A atriz Gwyneth Paltrow é uma das muitas celebridades adeptas deste regime alimentar. Veja quais são as regras que deve seguir

Podemos não nos dar conta, mas os alimentos que ingerimos todos os dias podem ir, lentamente, corrompendo a nossa saúde e encurtar a esperança de vida. Para muitas pessoas, os alimentos tóxicos são difíceis de detetar, especialmente em quem se alimenta de forma saudável.  As palavras «elimination diet» estavam em nono nas dietas mais procuradas da lista do Yahoo em 2014. Os médicos mais  progressistas dos EUA, Frank Lipman, Mark Hyman e Alejandro Junger, todos eles prescrevem às suas pacientes uma dieta de eliminação.

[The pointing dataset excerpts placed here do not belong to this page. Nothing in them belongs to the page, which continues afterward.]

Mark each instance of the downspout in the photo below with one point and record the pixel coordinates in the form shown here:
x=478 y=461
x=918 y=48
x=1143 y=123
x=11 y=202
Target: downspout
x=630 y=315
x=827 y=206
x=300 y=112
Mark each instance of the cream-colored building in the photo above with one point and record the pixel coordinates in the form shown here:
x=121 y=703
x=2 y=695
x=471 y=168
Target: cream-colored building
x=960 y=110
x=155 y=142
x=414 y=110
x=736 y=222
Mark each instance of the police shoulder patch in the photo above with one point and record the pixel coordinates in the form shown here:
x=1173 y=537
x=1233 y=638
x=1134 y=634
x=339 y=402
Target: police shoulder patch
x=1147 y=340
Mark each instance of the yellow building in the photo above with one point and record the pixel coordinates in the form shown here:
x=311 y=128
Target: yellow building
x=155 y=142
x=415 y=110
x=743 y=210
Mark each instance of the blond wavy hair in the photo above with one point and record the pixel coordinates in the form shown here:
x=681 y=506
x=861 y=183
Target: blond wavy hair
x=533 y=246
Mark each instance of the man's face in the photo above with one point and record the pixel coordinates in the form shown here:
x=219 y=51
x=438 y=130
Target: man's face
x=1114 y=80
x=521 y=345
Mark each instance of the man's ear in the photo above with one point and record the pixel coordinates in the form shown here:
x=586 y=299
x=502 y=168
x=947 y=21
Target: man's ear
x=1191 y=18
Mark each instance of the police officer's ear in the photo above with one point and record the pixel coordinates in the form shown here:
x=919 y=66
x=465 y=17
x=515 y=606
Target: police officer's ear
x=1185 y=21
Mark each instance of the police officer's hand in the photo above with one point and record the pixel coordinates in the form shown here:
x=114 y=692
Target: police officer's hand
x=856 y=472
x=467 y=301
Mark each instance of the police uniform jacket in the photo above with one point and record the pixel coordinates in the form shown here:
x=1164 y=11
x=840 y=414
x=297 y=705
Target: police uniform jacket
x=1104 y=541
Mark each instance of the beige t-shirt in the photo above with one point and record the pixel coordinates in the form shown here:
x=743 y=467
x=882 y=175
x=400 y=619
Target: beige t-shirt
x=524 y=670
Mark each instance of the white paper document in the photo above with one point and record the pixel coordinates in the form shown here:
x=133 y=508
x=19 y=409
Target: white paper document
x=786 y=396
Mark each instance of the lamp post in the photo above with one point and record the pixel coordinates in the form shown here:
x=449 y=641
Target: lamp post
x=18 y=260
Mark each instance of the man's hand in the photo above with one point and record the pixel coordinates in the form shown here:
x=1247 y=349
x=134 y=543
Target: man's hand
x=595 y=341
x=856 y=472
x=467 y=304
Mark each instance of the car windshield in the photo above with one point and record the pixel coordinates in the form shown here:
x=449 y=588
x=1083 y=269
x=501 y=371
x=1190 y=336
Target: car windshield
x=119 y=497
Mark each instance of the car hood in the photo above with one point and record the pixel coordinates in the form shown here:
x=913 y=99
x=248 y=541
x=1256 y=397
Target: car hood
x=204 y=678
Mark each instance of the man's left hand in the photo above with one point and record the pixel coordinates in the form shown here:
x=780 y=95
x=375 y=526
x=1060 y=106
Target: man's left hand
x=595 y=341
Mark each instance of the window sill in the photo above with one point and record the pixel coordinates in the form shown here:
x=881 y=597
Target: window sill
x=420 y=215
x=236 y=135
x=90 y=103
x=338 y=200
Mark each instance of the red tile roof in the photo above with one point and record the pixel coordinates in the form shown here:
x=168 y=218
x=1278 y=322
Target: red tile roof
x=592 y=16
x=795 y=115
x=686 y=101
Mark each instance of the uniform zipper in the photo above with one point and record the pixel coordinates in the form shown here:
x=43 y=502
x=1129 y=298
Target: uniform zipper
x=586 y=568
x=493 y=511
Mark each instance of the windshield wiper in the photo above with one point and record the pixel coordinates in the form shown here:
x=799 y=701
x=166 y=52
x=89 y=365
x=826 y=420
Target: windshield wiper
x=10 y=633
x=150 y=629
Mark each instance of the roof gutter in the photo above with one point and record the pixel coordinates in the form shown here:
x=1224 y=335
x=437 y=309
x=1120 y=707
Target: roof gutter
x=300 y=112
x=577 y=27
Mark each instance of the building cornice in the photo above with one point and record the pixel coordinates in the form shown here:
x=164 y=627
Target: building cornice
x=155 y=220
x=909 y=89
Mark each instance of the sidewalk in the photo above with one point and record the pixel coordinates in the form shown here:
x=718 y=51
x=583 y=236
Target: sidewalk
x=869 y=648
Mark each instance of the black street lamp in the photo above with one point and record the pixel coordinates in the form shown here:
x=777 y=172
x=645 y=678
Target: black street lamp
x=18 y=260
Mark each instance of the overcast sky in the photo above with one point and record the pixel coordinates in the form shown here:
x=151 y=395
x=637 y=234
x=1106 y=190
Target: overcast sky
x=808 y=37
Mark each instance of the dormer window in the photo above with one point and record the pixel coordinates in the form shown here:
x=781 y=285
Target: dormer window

E até celebridades, entre elas a atriz Gwyneth Paltrow, já a experimentaram e aconselham-na. A médica Robin Berzin e fundadora da Parsley Health, com uma visão moderna e acessível da medicina funcional, criou a Table, um programa detox flexível de 12 dias. Robin Berzin dá o exemplo de uma paciente que, após um tratamento de rosto, lhe foi dito ter uma pele alérgica. «É certo que apresentava vermelhidão nas maçãs-do-rosto. Tentou alimentar-se sem glúten, consultava um health coach e tinha uma dieta alimentar equilibrada», explica a médica.

Após a consulta, percebeu que a sua paciente mostrava sinais e sintomas de inflamação do intestino solto. Se entrou porque queria fazer testes de alergia a alimentos, saiu da consulta com uma dieta de eliminação. «Para se perceber se determinado alimento está a causar inflamação, temos de o eliminar durante um mês para ver como o nosso  corpo reage depois quando o reintroduzimos. Recomendo que toda a gente, sim, toda, faça esta dieta, pelo menos, uma vez na vida», diz Robin Berzin.

A necessidade de variar a alimentação

O nutricionista Pedro Queiroz, responsável pela Clínica de Nutrição de Lisboa e do Porto, explica quais são os casos em que concorda com uma dieta de eliminação. «Uma das regras base da alimentação é a variedade  alimentar, onde cada alimento tem o seu papel. Mas, em certos casos, eliminar  alguns alimentos com o objetivo de otimizar temporalmente a resposta do organismo, pode traduzir-se num efeito muito positivo para o bem-estar geral e otimização da perda de peso», refere.

«Nestes casos, e de forma limitada no tempo, concordo com esta abordagem», diz ainda, ao que acrescenta que, «nos casos onde existam sintomas de intolerâncias alimentares, digestões difíceis ou reações cutâneas não desejadas, este tipo de abordagem pode trazer benefícios». «Mas não podemos simplesmente eliminar alimentos, devendo substituir por outros capazes de minimizar ou evitar carências nutricionais específicas», ressalva, contudo.

E o passo a passo na eliminação passa por «primeiro, avaliar corretamente o estado de saúde do utente. De seguida, fazer um levantamento do seu dia a dia alimentar, de forma a identificar as possíveis causas dos desequilíbrios. Só depois se devem propor as alterações que  deverão ser continuamente monitorizadas com a ajuda de um nutricionista. Esta alteração não deve ser prolongada e tem de voltar a incluir gradualmente os diferentes alimentos à medida que o organismo reage e minimiza as intolerâncias».